I'm having a strange moment as a blogger. I'm thinking something, and believing it to be clear as day, and I can't find anybody else talking about it. "I feel like I've taken CRAZY PILLS..."
To me (as I talked about in the liveblog), the decisive moment last night came during the discussion of the Gay Marriage Amendment. Edwards reminded all the viewers, under cover of compassion, that Dick Cheney's own daughter is a lesbian. He went on to talk about the difficulties that homosexuals have, even after lifetime commitments, in attending to basic human dignities like hospital visits and funeral arrangements. The rebuttal went to Cheney... who declined. He thanked Senator Edwards for the kind comments about his family. Gwen Ifill, stunned, asked if that was all. "That's all," said Cheney.

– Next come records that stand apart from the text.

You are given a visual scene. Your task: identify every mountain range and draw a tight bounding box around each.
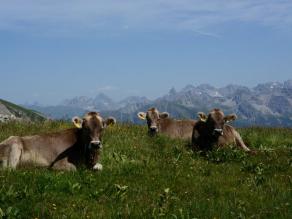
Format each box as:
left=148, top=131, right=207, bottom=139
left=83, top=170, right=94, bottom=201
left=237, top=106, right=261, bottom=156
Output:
left=23, top=80, right=292, bottom=127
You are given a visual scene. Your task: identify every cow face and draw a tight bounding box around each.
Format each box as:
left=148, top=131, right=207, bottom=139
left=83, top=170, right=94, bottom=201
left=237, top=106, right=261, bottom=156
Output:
left=72, top=112, right=116, bottom=150
left=198, top=109, right=237, bottom=136
left=137, top=108, right=169, bottom=135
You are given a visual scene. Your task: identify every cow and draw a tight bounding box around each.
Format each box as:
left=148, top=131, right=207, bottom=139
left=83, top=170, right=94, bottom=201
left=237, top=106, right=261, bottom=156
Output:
left=191, top=108, right=251, bottom=152
left=137, top=107, right=196, bottom=140
left=0, top=112, right=116, bottom=171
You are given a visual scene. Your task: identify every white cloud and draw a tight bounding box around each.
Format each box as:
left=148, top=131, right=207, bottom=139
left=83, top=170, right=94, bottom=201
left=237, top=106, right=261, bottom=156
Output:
left=96, top=85, right=117, bottom=92
left=0, top=0, right=291, bottom=36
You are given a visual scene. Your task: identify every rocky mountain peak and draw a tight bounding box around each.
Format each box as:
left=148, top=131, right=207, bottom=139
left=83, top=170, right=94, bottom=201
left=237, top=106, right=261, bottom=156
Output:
left=169, top=87, right=177, bottom=95
left=23, top=80, right=292, bottom=126
left=284, top=80, right=292, bottom=89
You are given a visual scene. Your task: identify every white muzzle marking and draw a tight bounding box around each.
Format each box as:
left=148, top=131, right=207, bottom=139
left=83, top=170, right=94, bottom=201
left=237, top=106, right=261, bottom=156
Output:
left=214, top=129, right=224, bottom=135
left=91, top=140, right=101, bottom=144
left=90, top=140, right=102, bottom=149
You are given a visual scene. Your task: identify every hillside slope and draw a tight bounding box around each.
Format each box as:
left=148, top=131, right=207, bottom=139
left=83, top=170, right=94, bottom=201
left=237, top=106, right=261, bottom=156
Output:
left=0, top=99, right=46, bottom=122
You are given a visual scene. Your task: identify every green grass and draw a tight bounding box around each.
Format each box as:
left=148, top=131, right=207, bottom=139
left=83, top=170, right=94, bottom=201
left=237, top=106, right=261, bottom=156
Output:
left=0, top=122, right=291, bottom=218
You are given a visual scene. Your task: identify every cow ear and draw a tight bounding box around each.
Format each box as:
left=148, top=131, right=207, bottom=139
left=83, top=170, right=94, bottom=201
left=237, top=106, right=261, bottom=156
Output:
left=159, top=112, right=169, bottom=119
left=224, top=114, right=237, bottom=123
left=137, top=112, right=147, bottom=120
left=104, top=117, right=116, bottom=127
left=72, top=116, right=83, bottom=129
left=197, top=112, right=207, bottom=122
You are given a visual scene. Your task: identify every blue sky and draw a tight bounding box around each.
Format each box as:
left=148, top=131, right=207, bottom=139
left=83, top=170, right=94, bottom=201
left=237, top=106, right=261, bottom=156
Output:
left=0, top=0, right=292, bottom=105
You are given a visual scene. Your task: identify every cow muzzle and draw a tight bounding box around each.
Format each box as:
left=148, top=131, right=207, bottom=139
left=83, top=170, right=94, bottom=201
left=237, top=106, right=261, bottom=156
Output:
left=150, top=126, right=158, bottom=131
left=90, top=140, right=102, bottom=149
left=213, top=128, right=224, bottom=136
left=149, top=125, right=158, bottom=133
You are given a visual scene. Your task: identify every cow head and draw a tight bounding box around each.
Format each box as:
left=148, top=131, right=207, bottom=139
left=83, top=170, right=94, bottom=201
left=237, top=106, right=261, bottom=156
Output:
left=197, top=109, right=237, bottom=136
left=137, top=108, right=169, bottom=135
left=72, top=112, right=116, bottom=150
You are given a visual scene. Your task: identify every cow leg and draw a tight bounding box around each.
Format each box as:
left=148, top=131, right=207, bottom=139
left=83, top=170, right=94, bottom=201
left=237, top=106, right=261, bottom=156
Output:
left=234, top=131, right=250, bottom=152
left=93, top=163, right=103, bottom=171
left=8, top=143, right=23, bottom=169
left=0, top=137, right=24, bottom=169
left=0, top=144, right=9, bottom=168
left=51, top=159, right=77, bottom=171
left=0, top=137, right=21, bottom=169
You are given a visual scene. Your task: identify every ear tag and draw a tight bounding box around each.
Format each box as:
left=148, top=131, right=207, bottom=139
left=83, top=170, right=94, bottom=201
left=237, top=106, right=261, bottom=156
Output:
left=74, top=122, right=82, bottom=129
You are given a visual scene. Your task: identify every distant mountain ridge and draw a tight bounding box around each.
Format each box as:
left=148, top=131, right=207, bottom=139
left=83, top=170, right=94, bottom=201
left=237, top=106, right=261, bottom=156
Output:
left=61, top=93, right=118, bottom=111
left=0, top=99, right=46, bottom=122
left=24, top=80, right=292, bottom=127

I've read some people spinning this as a classy light touch from Cheney - Olbermann puts it down as his "Major feel-good moment." But I didn't see a guy being classy - I saw a guy who was faced with a decision: toe the party line, and serve as attack dog on an issue he clearly doesn't believe in, which puts his own daughter into constitutional second-class citizenship; or step down from the fight.
The entire tone of the debate, and Cheney's participation in it, changed at that moment. He continued to execute, landing plenty of punches, but it was dispirited. Kos quotes the LA Times saying "As the evening wore on, Cheney's chin sank down his chest, his gravelly voice turned into an inarticulate rumble and he even started passing up opportunities to talk at all."
I don't think that happened "as the evening wore on." I think it turned on a dime, when Dick had to decide if he was the kind of man who could toss his daughter as red meat to the base.
He also has to have realized, as a master practitioner of dirty politics, that Edwards had knifed him between the ribs, by (a) reminding viewers that Cheney's daughter is gay, and (b) humanizing her more than Cheney would ever be allowed to. Who knows how long it will last, but it took the fight out of the old man.
UPDATE: I've emailed Andrew Sullivan, who of all the commentariat seems most likely - as a right-leaning gay man - to be interested in this. I'm frankly not used to posting political thoughts that I can't find echoed anywhere. I'm wondering if perhaps Mr. Sullivan saw it this way, too.